Morphine has many effects on the central nervous system:

• Analgesia: Morphine is effective for both acute and chronic pain, and is often used before and after surgery. While morphine is effective against nociceptive pain (pain resulting from tissue damage), it is also able to reduce the affective or psychological part of pain perception.
• Respiratory depression: The normal analgesic doses of opiates result in respiratory depression and increased concentration of CO2 in arterial blood. Both effects result from action at MOR: the respiratory center in the brain becomes less sensitive to the concentration of CO2 and fails to signal for more intense breathing. This is not usually accompanied by a decrease in the cardiovascular output, so it can be tolerated better than if both had been depressed, as for some other classes of drugs. However respiratory depression does occur at therapeutic doses of opiates and is the most common cause of death with opiate overdose.
• Euphoria: Morphine is able to induce a sense of contentment and well-being, which is key to its analgesic benefit. When anxiety and agitation are reduced, the patient can relax. If given intravenously (IV), morphine or heroin can produce a euphoric “rush.” The euphoria is dependent on the original state; if the patient has become used to chronic pain, there is usually no euphoria with the pain relief (commonly the case for cancer patients). The euphoria results from opioids at the MOR, while KOR mediates the opposite dysphoria. Therefore a particular drug can have widely varying effects. Codeine and pentazocine do not usually produce euphoria, while nalorphine is associated with dysphoria.
• Depression of cough reflex: Cough suppression does not correlate well with pain relief or respiratory depression and thus may use another receptor type. Certain substitutions on the morphine molecule increase the antitussive effects relative to analgesic effects such that codeine is commonly used in cough medicines at sub-analgesic doses. Pholcodine is a more selective antitussive, though it can also cause increased constipation.
• Nausea, vomiting: This happens in up to 40% of morphine patients and does not appear to be separable from the analgesic relief. The emetic effect of morphine can be reduced by giving a counteracting antagonist such as naloxone. The nausea and vomiting induced by morphine usually fades away with repeated use.

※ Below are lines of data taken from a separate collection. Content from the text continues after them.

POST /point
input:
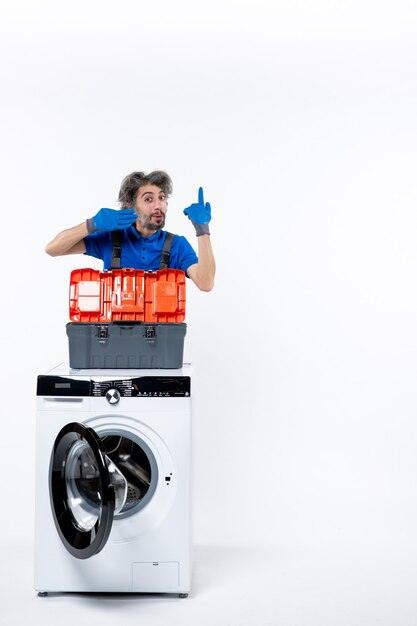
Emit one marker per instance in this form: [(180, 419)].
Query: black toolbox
[(130, 344)]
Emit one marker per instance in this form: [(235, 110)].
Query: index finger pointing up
[(200, 196)]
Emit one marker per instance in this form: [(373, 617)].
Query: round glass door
[(86, 490)]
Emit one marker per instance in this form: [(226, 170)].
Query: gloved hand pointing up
[(200, 214)]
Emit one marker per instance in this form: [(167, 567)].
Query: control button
[(113, 396)]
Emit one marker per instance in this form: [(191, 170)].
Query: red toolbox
[(127, 295)]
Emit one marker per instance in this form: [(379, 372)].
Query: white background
[(299, 120)]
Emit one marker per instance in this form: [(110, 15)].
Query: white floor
[(239, 586)]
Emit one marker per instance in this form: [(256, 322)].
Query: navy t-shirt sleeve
[(186, 255), (97, 243)]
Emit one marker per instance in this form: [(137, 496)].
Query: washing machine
[(113, 481)]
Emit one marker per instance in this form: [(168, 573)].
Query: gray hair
[(134, 181)]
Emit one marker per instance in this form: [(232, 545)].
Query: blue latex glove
[(111, 219), (199, 214)]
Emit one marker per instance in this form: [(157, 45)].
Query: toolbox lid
[(127, 294)]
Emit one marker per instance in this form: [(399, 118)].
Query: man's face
[(151, 206)]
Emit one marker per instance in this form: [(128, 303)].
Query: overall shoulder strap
[(117, 250), (166, 252)]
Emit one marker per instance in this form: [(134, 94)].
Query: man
[(140, 221)]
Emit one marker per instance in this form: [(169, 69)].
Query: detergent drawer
[(126, 345)]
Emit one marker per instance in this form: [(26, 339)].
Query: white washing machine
[(113, 481)]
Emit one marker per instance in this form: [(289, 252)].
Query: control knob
[(113, 396)]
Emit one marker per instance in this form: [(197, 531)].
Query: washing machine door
[(81, 490)]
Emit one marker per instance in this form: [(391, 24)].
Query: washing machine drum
[(86, 490)]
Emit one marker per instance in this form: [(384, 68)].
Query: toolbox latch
[(150, 333), (102, 333)]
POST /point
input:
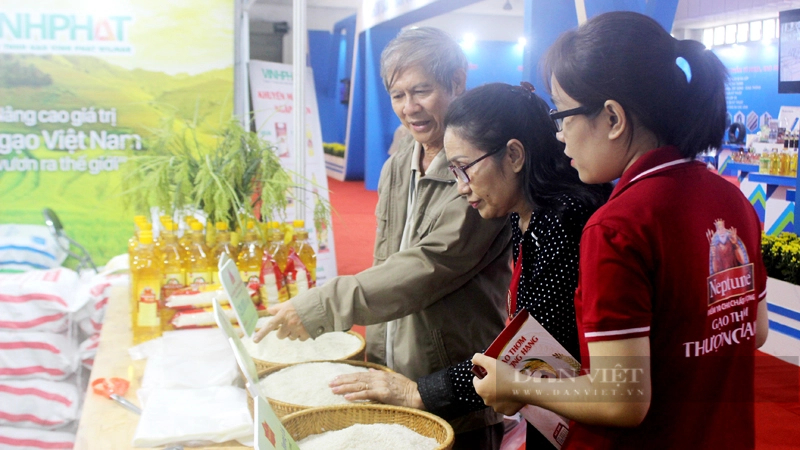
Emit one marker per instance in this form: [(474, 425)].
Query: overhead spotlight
[(468, 41)]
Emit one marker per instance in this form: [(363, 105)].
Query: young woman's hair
[(630, 58), (490, 115), (426, 47)]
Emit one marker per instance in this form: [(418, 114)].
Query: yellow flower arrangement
[(781, 255), (333, 148)]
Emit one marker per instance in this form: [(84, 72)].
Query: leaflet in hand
[(526, 346)]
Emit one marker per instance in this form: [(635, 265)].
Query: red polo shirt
[(675, 255)]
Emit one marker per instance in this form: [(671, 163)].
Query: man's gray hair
[(429, 48)]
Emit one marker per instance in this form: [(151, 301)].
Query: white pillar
[(299, 39)]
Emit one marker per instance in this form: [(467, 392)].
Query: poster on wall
[(752, 90), (83, 86), (271, 88)]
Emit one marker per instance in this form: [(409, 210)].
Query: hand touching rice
[(385, 387), (286, 320)]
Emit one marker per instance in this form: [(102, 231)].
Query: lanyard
[(511, 300)]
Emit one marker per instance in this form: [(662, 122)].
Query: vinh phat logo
[(730, 270), (65, 33)]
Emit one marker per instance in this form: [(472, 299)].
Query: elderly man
[(437, 289)]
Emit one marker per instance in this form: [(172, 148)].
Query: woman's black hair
[(490, 115), (630, 58)]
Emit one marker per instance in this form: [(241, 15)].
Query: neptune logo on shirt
[(730, 270)]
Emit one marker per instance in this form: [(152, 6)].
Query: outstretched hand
[(386, 387), (286, 321), (496, 388)]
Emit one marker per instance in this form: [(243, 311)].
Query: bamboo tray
[(330, 418)]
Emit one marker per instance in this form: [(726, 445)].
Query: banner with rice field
[(83, 88)]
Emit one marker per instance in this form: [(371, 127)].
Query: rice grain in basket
[(369, 437), (307, 384), (329, 346)]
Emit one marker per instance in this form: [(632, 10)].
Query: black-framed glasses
[(460, 172), (558, 116)]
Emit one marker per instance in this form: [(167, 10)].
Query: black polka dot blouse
[(546, 289)]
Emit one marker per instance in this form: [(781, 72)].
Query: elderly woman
[(437, 289), (506, 159)]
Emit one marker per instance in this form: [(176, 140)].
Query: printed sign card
[(237, 292), (243, 359), (527, 347), (269, 432)]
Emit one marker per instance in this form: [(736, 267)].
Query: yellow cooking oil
[(173, 269), (223, 245), (249, 262), (305, 251), (199, 269), (146, 282)]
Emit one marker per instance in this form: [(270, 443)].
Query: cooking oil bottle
[(277, 248), (249, 261), (211, 234), (140, 224), (763, 162), (774, 162), (277, 255), (173, 269), (146, 274), (199, 269), (305, 251), (223, 245)]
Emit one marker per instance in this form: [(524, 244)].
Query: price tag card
[(237, 293), (245, 362), (243, 358), (222, 319), (269, 432)]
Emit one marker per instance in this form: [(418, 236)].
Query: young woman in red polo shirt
[(668, 324)]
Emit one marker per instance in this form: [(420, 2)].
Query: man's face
[(421, 103)]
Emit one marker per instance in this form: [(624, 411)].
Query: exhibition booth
[(160, 188)]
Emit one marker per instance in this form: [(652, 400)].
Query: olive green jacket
[(447, 291)]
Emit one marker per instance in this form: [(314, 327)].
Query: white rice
[(329, 346), (307, 384), (369, 437)]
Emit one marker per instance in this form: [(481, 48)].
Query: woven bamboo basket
[(330, 418), (284, 409), (357, 355)]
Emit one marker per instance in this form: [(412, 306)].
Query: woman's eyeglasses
[(460, 172), (558, 116)]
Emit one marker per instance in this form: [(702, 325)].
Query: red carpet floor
[(777, 382)]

• Pupillary constriction: This is centrally mediated by MOR and KOR receptors stimulating the oculomotor nucleus. Pinpoint pupils is a useful diagnostic in detecting overdosage of opiates because most other causes of coma and respiratory depression are associated with dilated pupils.
• Effects on GI tract: Morphine causes an increased tone and decreased motility in the gastrointestinal tract, leading to potentially severe constipation. In addition, this may retard the absorption of other drugs given orally. Patients with pain associated with gallstones may not benefit and, in fact, have more pain, with slowed GI motility.
• Other actions of opioids: Morphine releases histamines from mast cells and may cause itching or urticaria (hives) at the injection site, or exhibit other systemic effects such as bronchoconstriction and hypotension from vasodilation; therefore, asthma patients should not be given morphine or the close structurally related opioids, but may be given synthetic opiates that do not release histamines. There also appears to be some immunosuppression with long-term opioid use, leading to possible increase of infections.